In 2023, I “friended” on social media some young Poles from Nowy Zmigrod who were interested in their town’s Jewish history. They helped me research my family history and encouraged me to visit the town in July, when local Christians hold an annual ceremony honoring the memory of the town’s Jews, gathering in the forest where the massacre had taken place. When I decided to attend, I remembered that my cousins had Max’s tallis, and I asked them if I could bring it with me to Nowy Zmigrod.

Even though I am not religious, I wore the tallis while speaking at the memorial, so that its beauty could represent the members of our large family who had been killed in the forest where we stood, including Jozef Lang and Raizele Lang. I also read from a description of the massacre, taken from testimony given to the Israeli Holocaust museum Yad Vashem by one of Max’s cousins, Szymon Lang, who had survived this atrocity and the Holocaust. 

Upon my return from Poland, I organized a family video call to share the details of my visit. My cousins were moved by my renewed connection to our family history, especially after they read Szymon’s Yad Vashem testimony. I told them that the director of the local museum in Nowy Zmigrod had asked me to donate Max’s tallis to the town museum. My cousins found the idea intriguing, but, as I had seen how poorly this modest, under-resourced museum cared for its collection, we decided it was too risky to donate it there. 

Still, the idea of returning Max’s tallis to Poland inspired us, and we decided to offer it to the POLIN Museum of the History of Polish Jews. Located in Warsaw, the museum is dedicated to telling the 1,000-year-history of the Jews of Poland in all its complexity. For centuries, Jews had thrived there, but they also faced brutal pogroms, blood libels, annual antisemitic pageants and, finally, mass murder.

Given this mixed history, we decided that donating Max’s tallis to POLIN made all the more sense, as the museum believes that sharing the history of Polish Jews makes Poland a more inclusive, multicultural society. Despite intolerant voices in Poland speaking against Jews, gay people, Roma, Muslims and Ukrainians, a significant and growing number of Poles have, for decades, taken a powerful interest in understanding their country’s Jewish past, which they view as a key to Poland’s future as an inclusive, multiethnic democracy. Given our family’s deeply felt commitment to Jewish dignity, to human rights for all people and to multiethnic democracies, my cousins and I concluded that POLIN was the perfect home for Max’s tallis. 

Understandably, historians, journalists and a broad swath of American Jews have focused on Poles’ complicity in the Holocaust and their postwar antisemitism. However, we understand that these Poles’ anti-Jewish attitudes and actions are not the full story. That’s why we decided that, rather than leave Max’s tallis sitting in a drawer in the United States, we should make it available to the Poles who are curious about the millions of Jews who had once been their neighbors. 

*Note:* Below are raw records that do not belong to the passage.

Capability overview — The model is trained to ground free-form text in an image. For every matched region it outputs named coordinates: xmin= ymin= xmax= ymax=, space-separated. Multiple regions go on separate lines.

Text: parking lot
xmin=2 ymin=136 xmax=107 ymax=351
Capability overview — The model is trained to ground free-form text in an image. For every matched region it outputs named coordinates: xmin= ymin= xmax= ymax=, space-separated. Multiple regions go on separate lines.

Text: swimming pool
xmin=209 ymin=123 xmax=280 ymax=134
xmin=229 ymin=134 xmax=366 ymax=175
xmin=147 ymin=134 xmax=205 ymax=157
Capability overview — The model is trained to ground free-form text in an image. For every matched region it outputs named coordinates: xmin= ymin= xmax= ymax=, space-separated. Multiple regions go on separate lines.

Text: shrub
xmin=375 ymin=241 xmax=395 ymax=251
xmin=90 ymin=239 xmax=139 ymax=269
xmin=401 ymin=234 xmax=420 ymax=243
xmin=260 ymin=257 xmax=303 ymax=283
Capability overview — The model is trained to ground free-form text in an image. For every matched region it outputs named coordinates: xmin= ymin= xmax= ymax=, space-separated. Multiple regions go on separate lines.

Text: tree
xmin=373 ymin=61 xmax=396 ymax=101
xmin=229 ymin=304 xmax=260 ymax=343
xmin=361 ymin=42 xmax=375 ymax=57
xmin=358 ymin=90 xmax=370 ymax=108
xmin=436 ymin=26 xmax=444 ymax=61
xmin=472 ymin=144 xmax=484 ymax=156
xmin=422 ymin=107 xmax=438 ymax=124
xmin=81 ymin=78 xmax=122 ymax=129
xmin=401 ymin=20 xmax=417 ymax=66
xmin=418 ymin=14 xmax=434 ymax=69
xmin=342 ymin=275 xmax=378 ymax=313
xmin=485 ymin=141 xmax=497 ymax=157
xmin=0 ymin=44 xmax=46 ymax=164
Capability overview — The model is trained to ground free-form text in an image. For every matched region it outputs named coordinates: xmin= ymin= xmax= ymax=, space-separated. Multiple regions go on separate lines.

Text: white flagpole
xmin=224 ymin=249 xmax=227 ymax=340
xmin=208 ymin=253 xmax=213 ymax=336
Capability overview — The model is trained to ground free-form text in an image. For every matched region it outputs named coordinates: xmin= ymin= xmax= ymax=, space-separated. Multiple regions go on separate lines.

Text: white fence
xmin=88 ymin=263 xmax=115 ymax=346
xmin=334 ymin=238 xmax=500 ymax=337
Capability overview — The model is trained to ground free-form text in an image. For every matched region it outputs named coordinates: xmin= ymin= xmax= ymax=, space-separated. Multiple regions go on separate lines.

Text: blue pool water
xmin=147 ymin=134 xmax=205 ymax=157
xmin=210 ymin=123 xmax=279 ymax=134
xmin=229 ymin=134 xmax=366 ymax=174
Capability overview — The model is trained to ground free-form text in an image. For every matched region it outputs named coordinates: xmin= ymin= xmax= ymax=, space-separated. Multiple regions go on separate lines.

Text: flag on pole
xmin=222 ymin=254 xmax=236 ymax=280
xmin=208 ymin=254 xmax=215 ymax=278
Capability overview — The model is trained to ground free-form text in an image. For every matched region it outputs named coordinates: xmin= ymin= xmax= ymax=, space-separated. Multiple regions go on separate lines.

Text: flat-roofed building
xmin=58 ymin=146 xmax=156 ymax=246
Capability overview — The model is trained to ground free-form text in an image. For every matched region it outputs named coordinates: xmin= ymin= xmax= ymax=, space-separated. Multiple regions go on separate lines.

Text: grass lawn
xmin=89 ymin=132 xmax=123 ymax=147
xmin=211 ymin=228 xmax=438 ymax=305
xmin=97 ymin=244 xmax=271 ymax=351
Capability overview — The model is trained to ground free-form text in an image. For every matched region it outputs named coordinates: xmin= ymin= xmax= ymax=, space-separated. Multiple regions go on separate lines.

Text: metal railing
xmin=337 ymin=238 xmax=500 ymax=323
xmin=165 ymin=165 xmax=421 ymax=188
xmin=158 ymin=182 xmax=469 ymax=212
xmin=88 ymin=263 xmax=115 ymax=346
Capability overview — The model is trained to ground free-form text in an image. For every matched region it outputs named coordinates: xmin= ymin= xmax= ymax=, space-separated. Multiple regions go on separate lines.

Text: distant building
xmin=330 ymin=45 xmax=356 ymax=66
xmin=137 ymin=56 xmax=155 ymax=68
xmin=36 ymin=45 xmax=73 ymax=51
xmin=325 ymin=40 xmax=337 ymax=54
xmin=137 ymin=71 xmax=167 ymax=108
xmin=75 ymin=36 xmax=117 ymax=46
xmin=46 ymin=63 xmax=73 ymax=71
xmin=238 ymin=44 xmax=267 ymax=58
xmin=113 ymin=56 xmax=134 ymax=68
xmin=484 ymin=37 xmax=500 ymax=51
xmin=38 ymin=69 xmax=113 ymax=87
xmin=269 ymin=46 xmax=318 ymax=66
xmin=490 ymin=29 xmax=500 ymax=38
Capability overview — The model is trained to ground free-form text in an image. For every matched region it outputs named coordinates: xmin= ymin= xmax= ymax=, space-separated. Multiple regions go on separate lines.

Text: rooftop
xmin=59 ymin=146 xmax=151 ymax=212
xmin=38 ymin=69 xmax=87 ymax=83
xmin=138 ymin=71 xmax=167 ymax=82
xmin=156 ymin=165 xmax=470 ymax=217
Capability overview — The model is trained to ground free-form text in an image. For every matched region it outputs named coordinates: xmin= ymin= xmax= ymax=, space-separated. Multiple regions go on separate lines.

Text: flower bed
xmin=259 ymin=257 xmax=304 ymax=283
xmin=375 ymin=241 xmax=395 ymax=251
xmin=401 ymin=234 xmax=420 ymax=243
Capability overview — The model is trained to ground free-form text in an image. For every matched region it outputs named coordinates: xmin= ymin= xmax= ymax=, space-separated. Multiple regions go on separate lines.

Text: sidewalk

We are delighted that Max’s tallis will connect our family history with a new surge of interest in Jewish history among Poles. By sharing this tallis, we are playing a small role in healing some of the harsh history experienced by Polish Jews over the centuries and bridging the divide with contemporary Poles of good will, who are drawn to understanding this complex history.

Stuart Schear is a writer who is currently at work on a memoir about his New York family, rich with generations of bakers and political activists. Schear worked as a reporter for the PBS NewsHour and on documentary films for public TV, including the series “Heritage: Civilization and the Jews” and the documentary “A Different World: Poland’s Jews 1919-1943.”